Per comprenderlo dobbiamo essere capaci di guardare, sul suo esempio, con gli occhi del cuore.
Il viaggio di Papa Francesco è stato, prima di tutto e sopra ogni cosa, un atto di pura fede, il modo più alto di esprimere il proprio essere, da parte di un uomo che ha fatto della semplicità del Vangelo la stella polare del proprio magistero.
Perché Papa Francesco è profondamente convinto che solo con la forza debole e umile del Vangelo è davvero possibile cambiare la storia del mondo.
Così (e questo è il più profondo e vero significato che siamo tutti chiamati a comprendere) questo viaggio in Iraq ci sprona a condividere in modo definitivo e convinto quel concetto di fede che Papa Francesco vuole che facciamo anche nostro, accogliendolo nei nostri cuori: una fede che è fatta di apertura al rischio, e del bisogno di mettersi in gioco in un modo totalizzante, completo e radicale.
Dobbiamo essere pronti a lasciare le nostre certezze, la nostra terra, i nostri punti fermi, per affidarci radicalmente a Dio, prima di ogni altro calcolo personale o di ogni razionale considerazione.

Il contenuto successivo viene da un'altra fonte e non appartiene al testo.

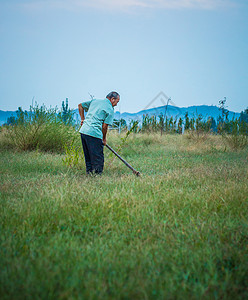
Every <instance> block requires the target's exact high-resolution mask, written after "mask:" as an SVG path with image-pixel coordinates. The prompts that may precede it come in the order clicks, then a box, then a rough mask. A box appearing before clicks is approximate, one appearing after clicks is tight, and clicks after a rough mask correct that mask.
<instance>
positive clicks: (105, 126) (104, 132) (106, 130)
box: [102, 123, 108, 146]
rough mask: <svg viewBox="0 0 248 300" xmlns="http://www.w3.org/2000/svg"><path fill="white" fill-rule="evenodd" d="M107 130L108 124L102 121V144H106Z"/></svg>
mask: <svg viewBox="0 0 248 300" xmlns="http://www.w3.org/2000/svg"><path fill="white" fill-rule="evenodd" d="M107 131H108V124H106V123H103V124H102V142H103V145H104V146H106V144H107V141H106V135H107Z"/></svg>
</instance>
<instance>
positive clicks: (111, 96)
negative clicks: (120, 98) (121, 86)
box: [106, 92, 120, 99]
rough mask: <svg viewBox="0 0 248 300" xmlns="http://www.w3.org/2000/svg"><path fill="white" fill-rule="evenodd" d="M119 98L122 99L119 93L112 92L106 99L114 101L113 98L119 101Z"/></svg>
mask: <svg viewBox="0 0 248 300" xmlns="http://www.w3.org/2000/svg"><path fill="white" fill-rule="evenodd" d="M118 96H119V97H120V95H119V94H118V93H117V92H110V93H108V95H107V96H106V98H108V99H112V98H115V99H117V97H118Z"/></svg>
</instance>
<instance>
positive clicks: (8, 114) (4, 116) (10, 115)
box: [0, 110, 16, 126]
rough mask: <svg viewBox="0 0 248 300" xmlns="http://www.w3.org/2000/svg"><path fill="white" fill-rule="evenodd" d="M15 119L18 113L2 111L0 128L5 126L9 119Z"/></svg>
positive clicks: (14, 111) (0, 112)
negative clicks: (0, 126) (10, 117)
mask: <svg viewBox="0 0 248 300" xmlns="http://www.w3.org/2000/svg"><path fill="white" fill-rule="evenodd" d="M11 116H13V117H15V116H16V112H15V111H3V110H0V126H1V125H3V124H4V123H6V122H7V119H8V118H9V117H11Z"/></svg>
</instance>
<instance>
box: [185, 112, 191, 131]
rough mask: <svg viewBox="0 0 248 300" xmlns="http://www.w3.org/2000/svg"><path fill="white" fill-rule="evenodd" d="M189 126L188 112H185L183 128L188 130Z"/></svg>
mask: <svg viewBox="0 0 248 300" xmlns="http://www.w3.org/2000/svg"><path fill="white" fill-rule="evenodd" d="M189 128H190V122H189V113H188V112H186V113H185V130H188V129H189Z"/></svg>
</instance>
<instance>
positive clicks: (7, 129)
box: [1, 105, 77, 152]
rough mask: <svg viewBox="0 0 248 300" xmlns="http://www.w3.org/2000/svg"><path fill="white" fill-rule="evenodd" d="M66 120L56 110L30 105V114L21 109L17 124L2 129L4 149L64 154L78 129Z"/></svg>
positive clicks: (18, 110) (37, 105)
mask: <svg viewBox="0 0 248 300" xmlns="http://www.w3.org/2000/svg"><path fill="white" fill-rule="evenodd" d="M64 119H65V116H64V115H63V114H58V113H57V111H56V109H52V108H49V109H48V108H46V107H45V106H44V105H43V106H38V105H35V106H31V107H30V110H29V111H23V110H22V109H21V108H19V109H18V111H17V118H16V120H15V122H14V123H13V124H10V125H9V126H5V128H3V132H2V135H1V146H2V147H4V148H12V149H16V150H20V151H26V150H34V149H39V150H41V151H50V152H54V151H55V152H56V151H57V152H61V151H63V148H64V145H65V144H71V143H72V142H73V140H74V139H75V138H76V137H77V135H76V131H75V128H74V127H73V126H72V125H71V124H70V123H69V122H64Z"/></svg>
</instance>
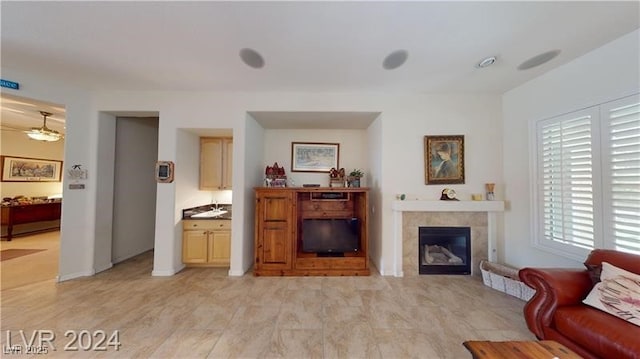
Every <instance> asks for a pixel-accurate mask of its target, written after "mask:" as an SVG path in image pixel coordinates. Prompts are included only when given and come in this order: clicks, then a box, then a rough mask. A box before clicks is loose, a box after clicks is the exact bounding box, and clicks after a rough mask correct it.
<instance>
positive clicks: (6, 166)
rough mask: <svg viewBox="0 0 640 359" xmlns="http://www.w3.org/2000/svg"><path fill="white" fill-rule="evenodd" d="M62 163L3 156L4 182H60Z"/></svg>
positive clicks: (38, 159) (52, 160) (22, 157)
mask: <svg viewBox="0 0 640 359" xmlns="http://www.w3.org/2000/svg"><path fill="white" fill-rule="evenodd" d="M61 180H62V161H57V160H46V159H40V158H28V157H11V156H2V182H60V181H61Z"/></svg>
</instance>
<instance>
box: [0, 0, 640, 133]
mask: <svg viewBox="0 0 640 359" xmlns="http://www.w3.org/2000/svg"><path fill="white" fill-rule="evenodd" d="M1 6H2V11H1V16H2V21H1V32H0V34H1V46H2V54H1V61H2V67H3V68H7V69H10V68H15V69H19V70H21V71H26V72H29V73H31V74H35V75H42V76H46V77H49V78H51V77H54V78H57V79H60V80H63V81H65V83H69V84H73V85H75V86H79V87H81V88H85V89H87V90H132V91H145V90H149V91H281V92H287V91H296V92H360V93H362V92H378V93H379V92H384V93H483V94H487V93H489V94H501V93H504V92H505V91H508V90H509V89H512V88H514V87H516V86H518V85H520V84H522V83H524V82H526V81H528V80H530V79H532V78H534V77H537V76H539V75H541V74H543V73H545V72H547V71H549V70H550V69H552V68H554V67H557V66H559V65H562V64H564V63H567V62H569V61H571V60H573V59H575V58H576V57H579V56H581V55H583V54H585V53H586V52H588V51H591V50H593V49H595V48H597V47H599V46H602V45H604V44H605V43H607V42H610V41H612V40H613V39H615V38H618V37H620V36H622V35H624V34H627V33H629V32H631V31H633V30H635V29H638V28H640V2H638V1H623V2H611V1H587V2H577V1H567V2H560V1H544V2H543V1H532V2H523V1H517V2H504V1H498V2H481V1H473V2H461V1H447V2H436V1H413V2H400V1H394V2H377V1H376V2H368V1H355V2H337V1H319V2H311V1H284V2H272V1H257V2H247V1H237V2H233V1H229V2H219V1H215V2H214V1H195V2H186V1H175V2H170V1H166V2H165V1H162V2H153V1H141V2H129V1H99V2H84V1H70V2H32V1H2V3H1ZM244 48H250V49H254V50H256V51H258V52H259V53H260V54H261V55H262V57H263V59H264V66H263V67H261V68H258V69H256V68H252V67H249V66H247V65H245V64H244V63H243V62H242V61H241V60H240V56H239V53H240V51H241V49H244ZM396 50H406V51H407V53H408V59H407V61H406V62H405V63H404V65H402V66H400V67H399V68H397V69H393V70H387V69H385V68H383V66H382V64H383V61H384V59H385V57H386V56H387V55H389V54H390V53H392V52H394V51H396ZM550 50H560V51H561V52H560V54H559V56H558V57H556V58H554V59H552V60H551V61H549V62H548V63H546V64H543V65H541V66H537V67H534V68H531V69H528V70H518V69H517V67H518V66H519V65H520V64H522V63H523V62H525V61H526V60H528V59H530V58H532V57H534V56H536V55H539V54H541V53H544V52H547V51H550ZM487 56H496V57H497V61H496V63H495V64H493V65H492V66H490V67H487V68H483V69H480V68H477V67H475V65H476V64H477V63H478V62H479V61H481V60H482V59H484V58H485V57H487ZM8 80H12V81H18V82H20V79H8ZM5 104H6V103H5V102H4V101H3V104H2V105H3V113H2V115H3V118H4V116H5V112H6V111H5V110H4V106H5ZM38 110H39V109H38ZM35 114H36V115H34V117H35V118H40V119H41V116H40V115H39V113H38V112H35ZM54 118H55V116H54ZM283 121H284V120H283ZM48 124H49V123H48ZM51 125H53V123H52V124H51ZM34 126H37V124H36V125H34Z"/></svg>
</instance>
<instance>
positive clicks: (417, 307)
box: [0, 252, 535, 358]
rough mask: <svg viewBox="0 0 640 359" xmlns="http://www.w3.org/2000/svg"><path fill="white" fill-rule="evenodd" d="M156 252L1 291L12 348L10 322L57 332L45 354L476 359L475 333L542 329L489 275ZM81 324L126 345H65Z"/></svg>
mask: <svg viewBox="0 0 640 359" xmlns="http://www.w3.org/2000/svg"><path fill="white" fill-rule="evenodd" d="M152 260H153V256H152V253H151V252H148V253H144V254H142V255H140V256H138V257H135V258H133V259H130V260H128V261H125V262H123V263H121V264H118V265H116V266H114V267H113V268H112V269H110V270H108V271H105V272H103V273H100V274H97V275H95V276H93V277H90V278H82V279H76V280H71V281H67V282H63V283H54V282H53V281H43V282H38V283H34V284H28V285H24V286H21V287H16V288H11V289H4V290H2V292H1V295H2V298H1V300H2V304H1V313H0V315H1V318H2V324H1V329H2V336H1V338H2V339H1V340H0V341H1V343H2V345H3V347H4V346H6V345H7V338H6V331H10V334H11V344H14V345H15V344H16V343H20V342H21V337H20V335H19V330H23V332H24V333H25V335H27V336H30V335H31V334H32V333H34V331H36V330H49V331H51V332H52V333H54V334H55V340H54V341H53V344H54V345H55V346H56V351H49V354H47V355H46V356H41V357H56V358H57V357H74V358H75V357H82V358H84V357H117V358H129V357H140V358H172V357H175V358H470V354H469V353H468V352H467V351H466V350H465V349H464V347H463V346H462V342H463V341H465V340H534V339H535V338H534V337H533V336H532V335H531V334H530V333H529V331H528V330H527V328H526V325H525V322H524V319H523V316H522V308H523V306H524V302H523V301H521V300H519V299H517V298H514V297H510V296H507V295H506V294H503V293H501V292H498V291H495V290H493V289H490V288H487V287H485V286H484V285H483V284H482V281H481V279H480V278H475V277H470V276H443V275H438V276H419V277H414V278H392V277H382V276H380V275H378V274H374V275H372V276H370V277H284V278H280V277H253V276H252V275H251V274H248V275H245V276H243V277H228V276H227V275H226V272H227V271H226V270H225V269H207V268H187V269H185V270H183V271H182V272H180V273H178V274H177V275H175V276H172V277H152V276H151V275H150V272H151V269H152ZM81 330H87V331H89V333H92V334H93V333H97V331H99V330H102V331H105V332H106V333H107V334H112V333H113V332H114V331H116V330H117V331H118V333H119V341H120V343H121V346H120V348H119V351H115V350H114V349H113V347H112V346H109V347H107V349H108V350H107V351H106V352H98V351H94V350H87V351H82V350H80V351H74V352H70V351H64V350H63V348H62V347H63V346H64V345H65V344H68V343H69V340H70V338H69V337H65V335H64V334H65V332H66V331H75V333H80V331H81ZM85 343H86V344H89V341H85ZM93 344H95V342H93ZM3 357H8V355H6V356H3ZM16 357H17V356H16Z"/></svg>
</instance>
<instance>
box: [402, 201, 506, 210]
mask: <svg viewBox="0 0 640 359" xmlns="http://www.w3.org/2000/svg"><path fill="white" fill-rule="evenodd" d="M391 209H392V210H393V211H396V212H502V211H504V202H502V201H393V202H392V203H391Z"/></svg>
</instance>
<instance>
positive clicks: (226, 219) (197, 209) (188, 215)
mask: <svg viewBox="0 0 640 359" xmlns="http://www.w3.org/2000/svg"><path fill="white" fill-rule="evenodd" d="M212 208H215V205H211V204H206V205H203V206H198V207H193V208H186V209H183V210H182V219H189V220H194V221H211V220H219V219H223V220H230V219H231V213H232V212H233V211H232V209H231V205H230V204H218V208H220V209H224V210H225V211H227V213H225V214H223V215H220V216H218V217H212V218H206V217H205V218H197V217H196V218H192V217H191V216H193V215H194V214H198V213H202V212H207V211H210V210H211V209H212Z"/></svg>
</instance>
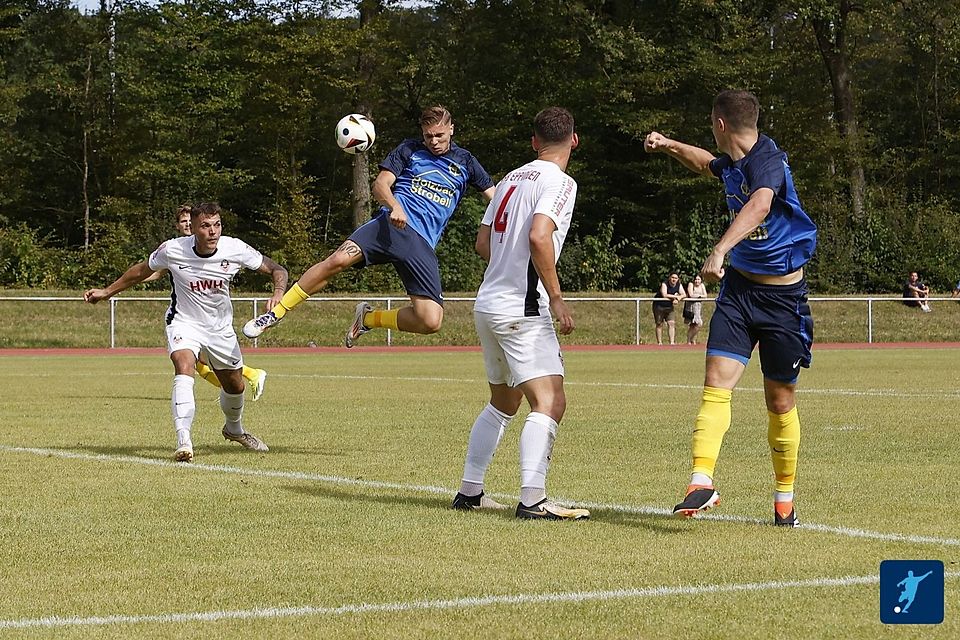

E per affidarci radicalmente a Dio, secondo Papa Francesco la nostra fede deve essere prima di tutto intesa come un andare incontro all’altro, in maniera piena e totale, nel nome di un Dio che è venuto (Egli stesso) incontro agli uomini, donandosi per primo a noi come atto del Suo supremo Amore.
Questa, ci dice Papa Francesco, è la vera, unica e possibile lettura del Mistero della Vita, Morte e Resurrezione di Gesù, l’uomo di Nazareth capace di cambiare per sempre la storia del mondo.